The elderly Palestinian man, driven away from his own house during the past months due to the Israeli incursion, said that no one had been able to recognize their own house after the Israeli forces had wreaked havoc in the camp and in the province in general.
“The destruction was so immense that it looked like an earthquake had hit the area. It was even more powerful than the Turkey quake and the Ukraine war. This was total destruction. We could not distinguish our own homes, which had been bulldozed, burned or razed. There was no single house that was left standing,” Ramadan said in statements to the Arab World Press (AWP).

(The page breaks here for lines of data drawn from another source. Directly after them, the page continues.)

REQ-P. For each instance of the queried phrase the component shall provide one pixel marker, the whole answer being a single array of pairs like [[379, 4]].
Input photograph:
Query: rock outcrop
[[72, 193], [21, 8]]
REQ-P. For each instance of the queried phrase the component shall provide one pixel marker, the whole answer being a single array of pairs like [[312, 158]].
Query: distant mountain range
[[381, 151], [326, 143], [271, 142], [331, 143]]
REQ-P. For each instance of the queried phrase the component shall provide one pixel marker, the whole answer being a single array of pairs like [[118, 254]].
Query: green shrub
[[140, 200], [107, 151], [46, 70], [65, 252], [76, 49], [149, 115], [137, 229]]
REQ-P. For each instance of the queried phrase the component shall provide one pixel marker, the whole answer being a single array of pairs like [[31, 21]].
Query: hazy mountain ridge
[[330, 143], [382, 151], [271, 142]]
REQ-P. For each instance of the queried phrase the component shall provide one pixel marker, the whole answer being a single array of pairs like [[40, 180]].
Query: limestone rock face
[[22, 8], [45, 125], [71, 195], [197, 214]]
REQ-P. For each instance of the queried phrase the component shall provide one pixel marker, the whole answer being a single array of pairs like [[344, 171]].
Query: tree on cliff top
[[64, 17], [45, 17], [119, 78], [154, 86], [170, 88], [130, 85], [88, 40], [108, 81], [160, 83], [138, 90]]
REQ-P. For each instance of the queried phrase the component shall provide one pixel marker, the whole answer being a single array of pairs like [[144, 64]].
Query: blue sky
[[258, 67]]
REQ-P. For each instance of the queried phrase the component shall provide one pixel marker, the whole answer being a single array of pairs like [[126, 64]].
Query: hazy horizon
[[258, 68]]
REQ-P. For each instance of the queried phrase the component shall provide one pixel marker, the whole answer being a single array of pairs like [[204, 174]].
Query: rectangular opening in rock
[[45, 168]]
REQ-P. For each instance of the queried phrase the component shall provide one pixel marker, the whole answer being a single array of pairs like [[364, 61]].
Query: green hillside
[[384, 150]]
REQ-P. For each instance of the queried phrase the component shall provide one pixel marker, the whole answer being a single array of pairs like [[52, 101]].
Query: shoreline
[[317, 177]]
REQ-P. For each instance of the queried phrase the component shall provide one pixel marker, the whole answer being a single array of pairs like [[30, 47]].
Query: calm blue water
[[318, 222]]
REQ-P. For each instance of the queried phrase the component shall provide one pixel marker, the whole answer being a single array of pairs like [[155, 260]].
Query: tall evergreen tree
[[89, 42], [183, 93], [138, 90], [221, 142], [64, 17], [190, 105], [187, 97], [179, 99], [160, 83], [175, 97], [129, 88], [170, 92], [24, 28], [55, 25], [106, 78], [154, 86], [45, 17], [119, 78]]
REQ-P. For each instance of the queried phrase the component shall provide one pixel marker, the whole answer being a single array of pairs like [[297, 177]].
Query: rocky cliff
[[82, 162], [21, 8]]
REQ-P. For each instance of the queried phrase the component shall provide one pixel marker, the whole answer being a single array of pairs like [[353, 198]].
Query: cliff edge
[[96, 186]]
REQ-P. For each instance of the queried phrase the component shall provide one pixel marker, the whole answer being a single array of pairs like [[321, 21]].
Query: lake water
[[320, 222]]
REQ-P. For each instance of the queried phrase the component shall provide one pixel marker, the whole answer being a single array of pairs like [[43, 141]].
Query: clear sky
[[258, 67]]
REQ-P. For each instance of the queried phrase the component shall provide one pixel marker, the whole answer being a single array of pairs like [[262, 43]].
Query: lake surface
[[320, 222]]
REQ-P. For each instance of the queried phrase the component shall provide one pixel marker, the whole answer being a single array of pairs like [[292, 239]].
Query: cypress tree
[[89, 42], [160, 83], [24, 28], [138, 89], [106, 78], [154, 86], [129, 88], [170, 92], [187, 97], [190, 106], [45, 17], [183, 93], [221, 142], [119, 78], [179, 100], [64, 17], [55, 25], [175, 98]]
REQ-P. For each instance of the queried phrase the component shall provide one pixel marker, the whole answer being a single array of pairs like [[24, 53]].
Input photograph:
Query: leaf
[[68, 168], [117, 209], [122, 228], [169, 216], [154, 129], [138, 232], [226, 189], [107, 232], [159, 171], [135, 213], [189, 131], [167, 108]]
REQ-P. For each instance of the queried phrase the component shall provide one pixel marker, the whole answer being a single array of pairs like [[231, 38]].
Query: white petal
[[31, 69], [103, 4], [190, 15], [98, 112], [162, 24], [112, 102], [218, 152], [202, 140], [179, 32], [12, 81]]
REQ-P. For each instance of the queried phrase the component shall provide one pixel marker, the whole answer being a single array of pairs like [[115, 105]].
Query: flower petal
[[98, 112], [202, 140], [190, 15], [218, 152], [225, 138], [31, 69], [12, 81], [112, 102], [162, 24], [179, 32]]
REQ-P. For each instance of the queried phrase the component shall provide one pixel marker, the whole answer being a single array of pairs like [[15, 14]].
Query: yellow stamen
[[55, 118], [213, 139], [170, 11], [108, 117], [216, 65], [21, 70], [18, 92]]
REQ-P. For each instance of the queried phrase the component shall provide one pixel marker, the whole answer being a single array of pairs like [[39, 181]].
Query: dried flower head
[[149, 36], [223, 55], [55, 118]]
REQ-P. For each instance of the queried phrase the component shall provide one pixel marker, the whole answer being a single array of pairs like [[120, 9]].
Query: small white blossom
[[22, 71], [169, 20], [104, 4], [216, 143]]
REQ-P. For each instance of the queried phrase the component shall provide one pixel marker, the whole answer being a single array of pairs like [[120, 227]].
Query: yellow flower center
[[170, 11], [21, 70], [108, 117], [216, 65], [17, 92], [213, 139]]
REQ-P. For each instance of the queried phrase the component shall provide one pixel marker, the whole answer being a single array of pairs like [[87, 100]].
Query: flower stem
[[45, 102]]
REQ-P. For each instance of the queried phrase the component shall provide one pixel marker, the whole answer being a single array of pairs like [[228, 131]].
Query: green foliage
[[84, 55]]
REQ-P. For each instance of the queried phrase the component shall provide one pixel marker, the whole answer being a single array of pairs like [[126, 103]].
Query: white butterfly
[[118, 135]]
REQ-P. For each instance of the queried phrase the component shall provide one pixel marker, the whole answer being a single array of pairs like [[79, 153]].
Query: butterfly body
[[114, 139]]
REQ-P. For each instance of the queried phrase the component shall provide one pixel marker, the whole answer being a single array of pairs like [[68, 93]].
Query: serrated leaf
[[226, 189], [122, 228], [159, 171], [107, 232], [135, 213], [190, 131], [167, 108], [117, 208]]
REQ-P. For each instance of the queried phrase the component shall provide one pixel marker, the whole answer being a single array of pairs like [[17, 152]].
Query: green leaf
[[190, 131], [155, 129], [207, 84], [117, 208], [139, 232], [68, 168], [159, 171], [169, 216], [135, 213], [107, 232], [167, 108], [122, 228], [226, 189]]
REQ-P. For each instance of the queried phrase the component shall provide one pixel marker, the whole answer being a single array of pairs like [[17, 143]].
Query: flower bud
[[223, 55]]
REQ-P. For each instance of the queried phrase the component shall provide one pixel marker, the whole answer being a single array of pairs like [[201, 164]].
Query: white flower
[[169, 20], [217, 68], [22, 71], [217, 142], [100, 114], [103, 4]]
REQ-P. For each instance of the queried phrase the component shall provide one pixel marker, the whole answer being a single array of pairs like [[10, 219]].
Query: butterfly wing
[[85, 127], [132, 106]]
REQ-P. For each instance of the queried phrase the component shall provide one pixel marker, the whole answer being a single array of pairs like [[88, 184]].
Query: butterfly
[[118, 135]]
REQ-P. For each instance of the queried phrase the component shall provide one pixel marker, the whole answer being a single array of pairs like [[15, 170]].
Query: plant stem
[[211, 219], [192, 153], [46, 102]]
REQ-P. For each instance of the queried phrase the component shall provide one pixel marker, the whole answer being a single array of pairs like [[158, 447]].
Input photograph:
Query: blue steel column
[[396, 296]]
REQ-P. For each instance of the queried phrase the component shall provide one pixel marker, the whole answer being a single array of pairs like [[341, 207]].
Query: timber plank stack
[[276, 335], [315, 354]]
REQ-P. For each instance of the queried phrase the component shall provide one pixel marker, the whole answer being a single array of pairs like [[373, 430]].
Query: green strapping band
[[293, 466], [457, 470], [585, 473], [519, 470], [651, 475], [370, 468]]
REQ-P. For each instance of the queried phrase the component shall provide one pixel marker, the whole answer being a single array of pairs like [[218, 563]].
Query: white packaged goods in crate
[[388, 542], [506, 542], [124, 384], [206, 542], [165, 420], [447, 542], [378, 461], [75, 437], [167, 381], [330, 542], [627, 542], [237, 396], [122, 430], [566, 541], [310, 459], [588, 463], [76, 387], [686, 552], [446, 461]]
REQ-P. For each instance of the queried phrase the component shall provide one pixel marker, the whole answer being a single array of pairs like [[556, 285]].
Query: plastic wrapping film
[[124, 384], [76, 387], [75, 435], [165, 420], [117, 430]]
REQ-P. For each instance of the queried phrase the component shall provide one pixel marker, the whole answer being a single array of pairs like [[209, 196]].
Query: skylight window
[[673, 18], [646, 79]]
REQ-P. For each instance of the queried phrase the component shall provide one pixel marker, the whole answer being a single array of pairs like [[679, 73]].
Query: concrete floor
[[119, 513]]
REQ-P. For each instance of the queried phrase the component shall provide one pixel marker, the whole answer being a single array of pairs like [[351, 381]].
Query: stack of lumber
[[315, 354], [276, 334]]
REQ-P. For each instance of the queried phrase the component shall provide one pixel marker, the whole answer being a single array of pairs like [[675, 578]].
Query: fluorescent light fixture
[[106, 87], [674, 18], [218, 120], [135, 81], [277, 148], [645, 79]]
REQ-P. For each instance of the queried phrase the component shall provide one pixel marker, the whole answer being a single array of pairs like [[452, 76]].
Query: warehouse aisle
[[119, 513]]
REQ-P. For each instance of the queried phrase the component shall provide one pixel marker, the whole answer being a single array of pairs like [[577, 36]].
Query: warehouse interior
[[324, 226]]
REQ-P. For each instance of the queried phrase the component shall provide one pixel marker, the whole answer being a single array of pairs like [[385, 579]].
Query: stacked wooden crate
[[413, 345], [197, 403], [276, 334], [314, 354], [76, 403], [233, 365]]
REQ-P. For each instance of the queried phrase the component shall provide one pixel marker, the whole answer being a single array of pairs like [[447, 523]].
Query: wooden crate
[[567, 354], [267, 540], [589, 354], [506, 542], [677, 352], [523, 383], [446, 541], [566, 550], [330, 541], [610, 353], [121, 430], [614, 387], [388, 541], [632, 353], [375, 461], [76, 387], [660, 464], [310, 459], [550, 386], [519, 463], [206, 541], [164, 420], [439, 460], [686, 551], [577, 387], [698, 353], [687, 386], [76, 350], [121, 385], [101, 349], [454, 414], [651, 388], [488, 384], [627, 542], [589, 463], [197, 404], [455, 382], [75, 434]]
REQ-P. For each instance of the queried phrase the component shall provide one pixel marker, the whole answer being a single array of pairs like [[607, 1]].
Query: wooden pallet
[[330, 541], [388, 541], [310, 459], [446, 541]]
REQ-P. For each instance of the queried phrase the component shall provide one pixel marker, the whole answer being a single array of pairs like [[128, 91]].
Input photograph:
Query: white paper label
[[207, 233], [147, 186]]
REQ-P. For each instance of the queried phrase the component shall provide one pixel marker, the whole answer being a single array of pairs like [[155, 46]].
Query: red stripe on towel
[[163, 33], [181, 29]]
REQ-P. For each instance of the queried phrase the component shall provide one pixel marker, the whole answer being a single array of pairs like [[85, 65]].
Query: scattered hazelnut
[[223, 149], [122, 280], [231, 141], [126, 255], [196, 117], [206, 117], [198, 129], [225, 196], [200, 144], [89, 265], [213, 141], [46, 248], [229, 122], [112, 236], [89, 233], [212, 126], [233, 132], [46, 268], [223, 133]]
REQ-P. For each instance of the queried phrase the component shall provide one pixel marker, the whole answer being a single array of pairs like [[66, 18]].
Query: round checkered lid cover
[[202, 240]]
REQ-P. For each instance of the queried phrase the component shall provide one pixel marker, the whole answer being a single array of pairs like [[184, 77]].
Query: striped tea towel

“All my neighbors’ houses were like that. This is our destiny! Thank God!” he noted.
According to a Palestinian field source who spoke to the AWP, Israeli army forces have withdrawn from the western areas in Khan Younes city, and were deployed in the east.
“The Israeli artillery is still stationed inside the towns of Khoza’a and Absan, with occasional retreating and advancing. The Israeli army’s withdrawal cannot be viewed as an end to danger or the return of safety to Khan Younes,” the source pointed out.
The Israeli Public Broadcasting Corporation (IPBC) said on Sunday that the army had finished its ground operations in Khan Younes and had pulled the 98th Division out of the area, but kept the 162nd Division and the Nahal Brigade on the humanitarian corridor road that divides the strip into two parts.
Israel is also using the corridor to prevent the return of the inhabitants from the southern Gaza Strip to the north.
According to the Israeli newspaper Haaretz, the army justified the withdrawal of its forces from southern Gaza, four months after the invasion of Khan Younes, by pointing to a “depletion of combat and intelligence” efforts in the area.